Types of moral dilemmas
Broadly speaking, moral dilemmas can be of two types:
examples of moral dilemmas
Some examples of moral dilemmas (real and hypothetical) are the following:
- A polar bear corners a couple of explorers in a cave. And although they are temporarily safe, it soon begins to get dark, so locked up there they will both die of cold during the night. So they devise a plan: one of the two must distract the bear and allow the other to escape, although it is very unlikely that he will be able to return with help. One of them is young and begins a brilliant academic career; the other is older, has two children and a wife, and holds a prestigious position in academia. Which should be sacrificed and which should escape? And for what reasons?
- A farm in Europe uses migrant workers to harvest its currants, paying them well below the legal wage. The workers know this, but they still work because they send a good part of the money they earn to their families, and without that money they wouldn't have enough to eat. One day a passerby rebukes the exploiting landowner and threatens to report him to the police, until he explains that if it is governed by the salary of law, it would have to pay only half of the workers and the other half would remain in the Street. Should the landowner be reported to the police? What is the best for migrants?

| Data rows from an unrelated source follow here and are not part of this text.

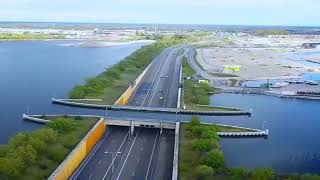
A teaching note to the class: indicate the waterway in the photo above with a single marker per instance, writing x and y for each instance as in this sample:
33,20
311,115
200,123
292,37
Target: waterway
32,72
291,147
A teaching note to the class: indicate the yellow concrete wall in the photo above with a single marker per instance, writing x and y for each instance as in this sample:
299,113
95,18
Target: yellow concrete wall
72,163
74,159
95,136
124,98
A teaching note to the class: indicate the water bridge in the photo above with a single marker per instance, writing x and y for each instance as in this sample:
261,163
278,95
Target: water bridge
150,109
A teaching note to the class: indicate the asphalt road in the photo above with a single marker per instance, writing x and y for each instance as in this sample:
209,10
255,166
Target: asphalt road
120,156
159,86
147,154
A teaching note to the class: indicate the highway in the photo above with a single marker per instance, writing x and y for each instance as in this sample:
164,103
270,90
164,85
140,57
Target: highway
159,86
147,154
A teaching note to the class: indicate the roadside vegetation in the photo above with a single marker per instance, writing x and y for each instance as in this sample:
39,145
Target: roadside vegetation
28,36
196,95
110,84
267,32
201,158
35,155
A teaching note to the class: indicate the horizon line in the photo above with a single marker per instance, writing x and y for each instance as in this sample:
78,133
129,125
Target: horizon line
135,23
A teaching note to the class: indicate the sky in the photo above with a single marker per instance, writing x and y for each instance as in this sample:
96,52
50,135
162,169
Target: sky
226,12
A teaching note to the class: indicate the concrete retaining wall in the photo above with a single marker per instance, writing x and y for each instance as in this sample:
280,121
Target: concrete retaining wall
125,97
176,152
78,154
141,123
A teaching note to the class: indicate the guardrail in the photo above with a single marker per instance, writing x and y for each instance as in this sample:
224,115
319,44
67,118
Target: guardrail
152,109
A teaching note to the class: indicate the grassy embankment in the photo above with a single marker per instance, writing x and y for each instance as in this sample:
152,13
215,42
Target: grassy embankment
35,155
200,157
110,84
195,94
28,36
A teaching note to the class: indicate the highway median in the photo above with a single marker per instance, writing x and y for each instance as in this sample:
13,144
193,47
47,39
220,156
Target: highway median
110,85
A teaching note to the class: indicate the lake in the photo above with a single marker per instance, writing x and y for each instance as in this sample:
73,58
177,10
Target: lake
292,145
32,72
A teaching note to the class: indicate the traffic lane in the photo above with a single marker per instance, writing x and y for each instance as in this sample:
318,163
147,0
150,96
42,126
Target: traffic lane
97,164
153,80
139,96
170,87
172,95
137,165
117,155
164,158
161,91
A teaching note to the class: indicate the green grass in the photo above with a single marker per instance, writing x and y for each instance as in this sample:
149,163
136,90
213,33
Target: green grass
196,95
196,143
223,75
28,36
201,158
230,129
35,155
110,84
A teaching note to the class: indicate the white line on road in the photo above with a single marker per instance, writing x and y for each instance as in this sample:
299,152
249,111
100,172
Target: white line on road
105,175
154,145
161,74
87,160
134,141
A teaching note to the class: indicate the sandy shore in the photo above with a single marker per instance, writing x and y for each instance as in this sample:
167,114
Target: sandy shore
254,63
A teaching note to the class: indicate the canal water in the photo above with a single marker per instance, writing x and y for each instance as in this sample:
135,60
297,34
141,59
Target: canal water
292,145
32,72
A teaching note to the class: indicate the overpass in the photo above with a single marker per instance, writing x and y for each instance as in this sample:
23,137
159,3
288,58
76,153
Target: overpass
150,109
310,45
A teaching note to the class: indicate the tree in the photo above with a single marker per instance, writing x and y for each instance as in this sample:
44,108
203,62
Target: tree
202,145
77,92
238,174
262,174
21,139
204,172
47,135
209,132
214,159
27,154
62,125
10,167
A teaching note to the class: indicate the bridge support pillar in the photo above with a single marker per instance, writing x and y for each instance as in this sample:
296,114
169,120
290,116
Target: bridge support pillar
131,127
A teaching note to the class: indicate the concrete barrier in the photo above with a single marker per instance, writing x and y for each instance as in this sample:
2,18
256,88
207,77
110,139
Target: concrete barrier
78,154
176,153
125,97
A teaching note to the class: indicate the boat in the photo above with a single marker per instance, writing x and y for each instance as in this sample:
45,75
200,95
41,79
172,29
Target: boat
279,84
312,83
294,81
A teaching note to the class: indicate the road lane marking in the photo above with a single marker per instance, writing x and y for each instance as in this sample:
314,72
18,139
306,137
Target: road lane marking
159,78
154,145
125,161
87,160
105,175
161,67
171,76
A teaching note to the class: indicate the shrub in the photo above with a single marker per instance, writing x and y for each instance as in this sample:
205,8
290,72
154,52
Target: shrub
62,125
204,172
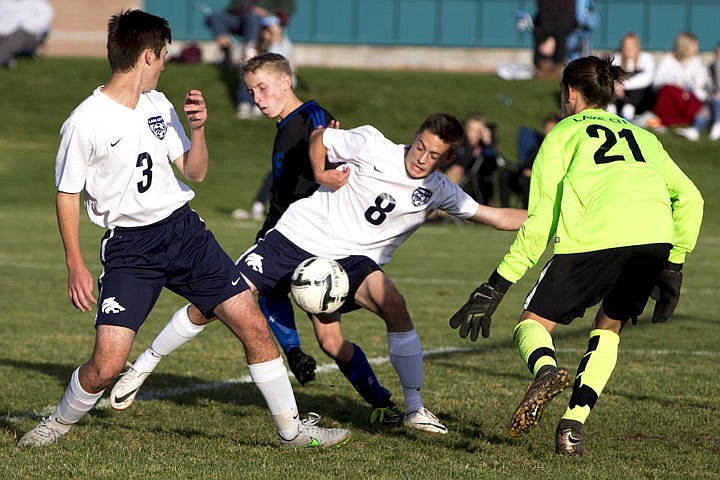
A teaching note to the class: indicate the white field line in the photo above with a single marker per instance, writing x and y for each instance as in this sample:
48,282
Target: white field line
147,395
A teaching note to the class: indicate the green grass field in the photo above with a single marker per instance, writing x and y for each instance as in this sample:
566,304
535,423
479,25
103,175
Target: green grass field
198,417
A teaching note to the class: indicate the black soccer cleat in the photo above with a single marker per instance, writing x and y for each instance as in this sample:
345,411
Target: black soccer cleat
302,365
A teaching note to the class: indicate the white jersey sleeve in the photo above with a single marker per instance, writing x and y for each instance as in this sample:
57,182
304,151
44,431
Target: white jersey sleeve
120,159
379,207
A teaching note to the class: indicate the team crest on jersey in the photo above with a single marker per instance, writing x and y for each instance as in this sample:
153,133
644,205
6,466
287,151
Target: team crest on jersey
158,127
421,196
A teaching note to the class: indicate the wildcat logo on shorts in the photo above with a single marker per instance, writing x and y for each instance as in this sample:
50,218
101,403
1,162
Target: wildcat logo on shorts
158,127
421,196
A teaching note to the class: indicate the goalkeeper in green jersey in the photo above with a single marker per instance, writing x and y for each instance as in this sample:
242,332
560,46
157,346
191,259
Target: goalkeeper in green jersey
621,217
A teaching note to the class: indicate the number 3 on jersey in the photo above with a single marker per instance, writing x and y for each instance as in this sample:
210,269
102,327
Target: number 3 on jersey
144,160
384,204
601,155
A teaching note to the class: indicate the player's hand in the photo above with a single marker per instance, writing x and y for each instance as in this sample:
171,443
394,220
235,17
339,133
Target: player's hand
80,288
333,178
477,312
666,292
195,109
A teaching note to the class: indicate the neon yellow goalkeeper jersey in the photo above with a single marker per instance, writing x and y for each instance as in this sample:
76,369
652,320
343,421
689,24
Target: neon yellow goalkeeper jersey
601,182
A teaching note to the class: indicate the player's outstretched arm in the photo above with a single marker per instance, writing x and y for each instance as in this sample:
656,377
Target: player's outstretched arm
331,178
80,281
500,218
194,164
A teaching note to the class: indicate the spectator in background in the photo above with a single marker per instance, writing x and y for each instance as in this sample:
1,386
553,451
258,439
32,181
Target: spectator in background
243,18
715,102
579,42
682,83
23,26
517,178
635,95
554,21
271,39
475,159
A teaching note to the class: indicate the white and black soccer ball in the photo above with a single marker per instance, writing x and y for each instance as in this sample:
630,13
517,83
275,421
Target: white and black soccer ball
319,285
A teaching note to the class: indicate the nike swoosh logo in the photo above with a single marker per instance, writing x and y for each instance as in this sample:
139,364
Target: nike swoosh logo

- A very poor woman with five children meets a rich but sterile couple, and the latter proposes to keep her youngest child, barely months old, to raise him as their own. They would give him a house, food, a first class education and great life opportunities, but in return they ask that the boy never know the truth about his origin. Should the mother accept the deal and give up one of her children, or keep him but sentence him to poverty?
- The driver of a school bus full of children realizes that he has lost his brakes, and drives away. hurrying down a cobbled road where you could stop the bus, but it's packed with pedestrians. He could avoid running them over if he throws the bus off a cliff, but he would doom the children he has on board to die. How should the driver act?
- A terrible plague decimates humanity and virtually wipes out civilization. Among the survivors, scientists discover a boy who appears to be immune to the disease, and want to use it to synthesize a cure, but the procedure is so invasive that the boy cannot he would survive. Should doctors kill an innocent child to save the lives of millions?
- In the middle of a war, a soldier is wounded on the battlefield, and his life is saved by a defecting enemy soldier. Both hide until the battle is over and the wounded soldier's side is victorious. When his fellow victors discover them, the wounded soldier must make a decision: let his comrades execute the enemy soldier, or speak out in defense of him and risk having him executed as well. What should you do?
- In the midst of an epidemic, hospitals become overcrowded with critically ill patients and resources begin to run out. Doctors must then choose which patients have access to intensive care and have a chance of survival, and which instead must face certain death. What criteria should doctors use to choose? Should the opportunity be given to the younger ones with their lives ahead of them or to the older ones?
- A thief is caught red-handed trying to make off with a shipment of food. The policemen who stop him ask him what the shipment was for and the thief tells them that it is to give it to the poorest people in the city. Would it be okay for the police to let the offender go with the food? Is it right to punish those who fight against the hunger of the masses?
- What is preferable: that an innocent person go to jail for a crime he did not commit, or that the guilty of a crime committed go free?
References:
- "Dilemma" in Wikipedia.
- “ethical dilemma” in Wikipedia.
- "Moral dilemmas" Andalusian Government (Spain).
- “Ethics and moral reasoning. Moral dilemmas and ethical behavior in organizations” by Luisa Montuschi in the University of the Argentine Macroeconomic Center (UCEMA).
- "Moral dilemmas" in educate (Chile).